El problema es que la autotutela -que así se llama la justicia por propia mano- es la negación misma de la paz social, el derecho y la justicia. Ninguna sociedad civilizada puede sobrevivir si cada uno de nosotros se toma la justicia por sí mismo. Eso es lo que imaginaba uno de los clásicos de la filosofía política, Thomas Hobbes (el autor de la famosa sentencia "el hombre es el lobo del hombre"): Una sociedad ingobernable y sumida en la miseria, en la que todos luchaban contra todos, movidos por su avaricia y las pasiones más bajas. Para evitar eso, Hobbes propuso la instalación de un sistema político (el famoso Leviatán) que, de una vez por todas, sometiera a todos a una paz forzada a través del poder brutal del gobierno.
Otro autor -que suele ser presentado como el polo opuesto de Hobbes- es John Locke, uno de los fundadores del liberalismo político. Rechazando la autoridad brutal propuesta por Hobbes, sí hubiese coincidido con éste en el por qué necesitamos autoridades para frenar la violencia. Para Locke, mientras la autoridad política no existe, el hombre tiene derecho a defenderse por propia mano.
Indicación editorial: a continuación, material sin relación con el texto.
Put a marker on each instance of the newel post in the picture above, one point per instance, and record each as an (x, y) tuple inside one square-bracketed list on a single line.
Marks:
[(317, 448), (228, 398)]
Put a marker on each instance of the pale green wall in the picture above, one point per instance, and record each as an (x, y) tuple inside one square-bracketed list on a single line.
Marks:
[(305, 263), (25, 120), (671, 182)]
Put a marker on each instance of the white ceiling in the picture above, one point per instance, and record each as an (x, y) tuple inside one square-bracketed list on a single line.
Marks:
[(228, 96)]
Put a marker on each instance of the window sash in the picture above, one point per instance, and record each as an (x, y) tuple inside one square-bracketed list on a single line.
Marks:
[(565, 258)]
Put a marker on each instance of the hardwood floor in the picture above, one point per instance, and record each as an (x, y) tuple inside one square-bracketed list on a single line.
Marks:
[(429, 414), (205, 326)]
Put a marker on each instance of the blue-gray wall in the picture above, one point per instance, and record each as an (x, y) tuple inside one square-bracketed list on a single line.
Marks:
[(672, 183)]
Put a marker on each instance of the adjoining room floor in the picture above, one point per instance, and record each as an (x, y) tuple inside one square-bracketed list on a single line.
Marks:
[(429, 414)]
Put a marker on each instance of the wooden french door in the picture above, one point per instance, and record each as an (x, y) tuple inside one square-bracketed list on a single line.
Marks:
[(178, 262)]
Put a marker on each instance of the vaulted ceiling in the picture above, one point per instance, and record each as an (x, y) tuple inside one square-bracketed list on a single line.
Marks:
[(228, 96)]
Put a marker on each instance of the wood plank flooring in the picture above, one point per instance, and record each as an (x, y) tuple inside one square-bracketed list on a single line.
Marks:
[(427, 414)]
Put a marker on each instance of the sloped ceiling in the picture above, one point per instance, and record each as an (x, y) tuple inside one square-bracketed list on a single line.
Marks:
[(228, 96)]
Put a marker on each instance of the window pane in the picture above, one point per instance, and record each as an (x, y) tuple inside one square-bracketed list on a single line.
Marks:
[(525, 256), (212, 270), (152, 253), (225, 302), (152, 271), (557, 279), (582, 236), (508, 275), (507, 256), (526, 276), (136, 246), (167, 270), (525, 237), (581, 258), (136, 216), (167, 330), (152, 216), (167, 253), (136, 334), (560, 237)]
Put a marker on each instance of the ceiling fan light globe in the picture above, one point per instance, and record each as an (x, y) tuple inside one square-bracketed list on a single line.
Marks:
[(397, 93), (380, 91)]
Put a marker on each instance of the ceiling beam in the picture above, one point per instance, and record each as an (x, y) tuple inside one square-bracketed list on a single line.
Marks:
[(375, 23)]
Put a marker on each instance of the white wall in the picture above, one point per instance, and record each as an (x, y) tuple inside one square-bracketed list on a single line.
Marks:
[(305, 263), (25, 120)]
Sin embargo, cuando se constituye esa autoridad, el gobierno tiene el derecho y el deber de defender a los ciudadanos frente a ataques contra sus vidas, libertad o propiedades. La autoridad, por tanto, existe para defender los derechos de las personas, evitando que estas se hagan justicia de forma independiente.
Si Hobbes y Locke vieran lo que sucede hoy en Chile, advertirían que un sistema judicial e investigativo pensado para superar los problemas de la persecución penal de hace 40 años -pero en el cual hoy delincuentes y mafias de verdaderas bestias humanas, tales como el Tren de Aragua, campean a sus anchas-, no está cumpliendo con el deber primario del Estado de defender a los ciudadanos de la violencia. Verían también -probablemente con asombro- que ciertos sectores de la Fiscalía, tribunales, y del Gobierno se siguen esforzando en considerar a algunos delincuentes como "víctimas del neoliberalismo" o, a peores, como "compañeros de ruta" necesarios para la revolución, mientras son implacables para perseguir a nuestros carabineros y, en general, a todo ciudadano desarmado y de clase media que cometa el imperdonable error de no pagar sus impuestos o pasarse una luz roja.
Parece, entonces, que lo fundamental no es tanto el sistema de persecución penal, sino el cómo se aplica. Si el mismo sistema penal permite librar a delincuentes y perseguir ferozmente a carabineros, es que urge un cambio de actitud del Gobierno, y de jueces y fiscales, en la forma de combatir a la delincuencia. No sea que, a futuro, aparezca una autoridad hobbesiana que ponga término al conflicto de forma definitiva y brutal, aplastando no solo a los delincuentes, sino también los derechos de la gente de bien.